Tabled by Lord Moynihan, Amendment 33ZLZA would extend obligations in the existing Consumer Rights Act – and specifically that resale sites must provide the following information against listings:
(i) the ticket reference or booking number
(ii) any specific condition attached to the resale of the ticket
This is in addition to existing obligations to list a ticket’s original face value, seat/row numbers and any usage restrictions.
On the face of it, 33ZLZA sounds like a minor amendment – but this small change could make a significant difference, for instance:
– Giving buyers greater certainty that the ticket they are buying actually exists
– Preventing “speculative ticketing” – where touts list tickets for resale that they don’t actually have
– Ensuring standing tickets are given equal protection in law to seated tickets. (Many UK revenues have no reserved seating.)
– Ensuring consumers have essential information about resale T&C’s – for instance, if they will require ID to get through the door
Government has already committed to criminalise the misuse of bots to bulk-buy tickets, and accepted all recommendations made in the Waterson Review.
These are hugely positive steps, but Amendment 33ZLZA, if made law, would inject unauthorised ticket resale platforms with some much-needed transparency.

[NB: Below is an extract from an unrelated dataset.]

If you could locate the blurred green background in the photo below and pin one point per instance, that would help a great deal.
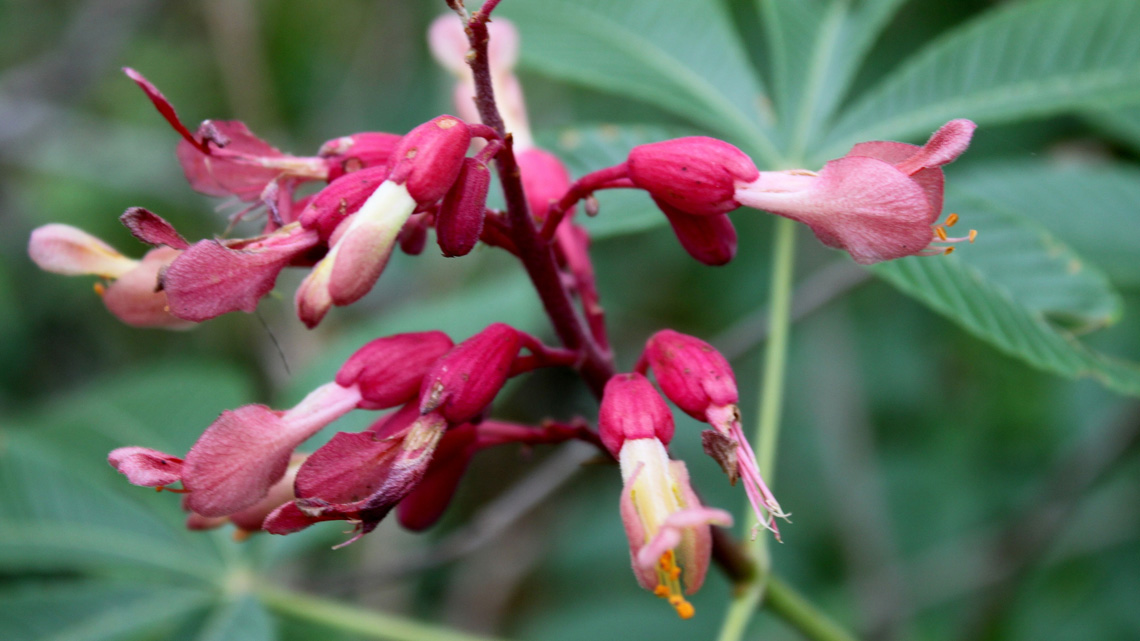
(939, 487)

We will now look to discuss the issue further with Government, and have commented:
“Despite concerted media and political scrutiny, the resale of tickets on platforms like Viagogo, Get Me In!, Seatwave and StubHub remains wholly lacking in transparency. This is the only online marketplace where buyers are given no identity about sellers – a peculiarity which is massively helpful to touts whose activities are anonymised, but not so much to consumers. It’s is a recipe for bad practice at best, and outright fraud at worst.
“That’s why this small amendment to the Consumer Rights Act is so important, as it could help provide more certainty that a ticket actually exists in the first place, as well as crucial details about terms and conditions of resale. FanFair Alliance warmly welcomes the Lords’ decision last night, and alongside the other recent commitments we look forward to further discussions with Government about how ticket resale can be made more transparent, honest and consumer-friendly.”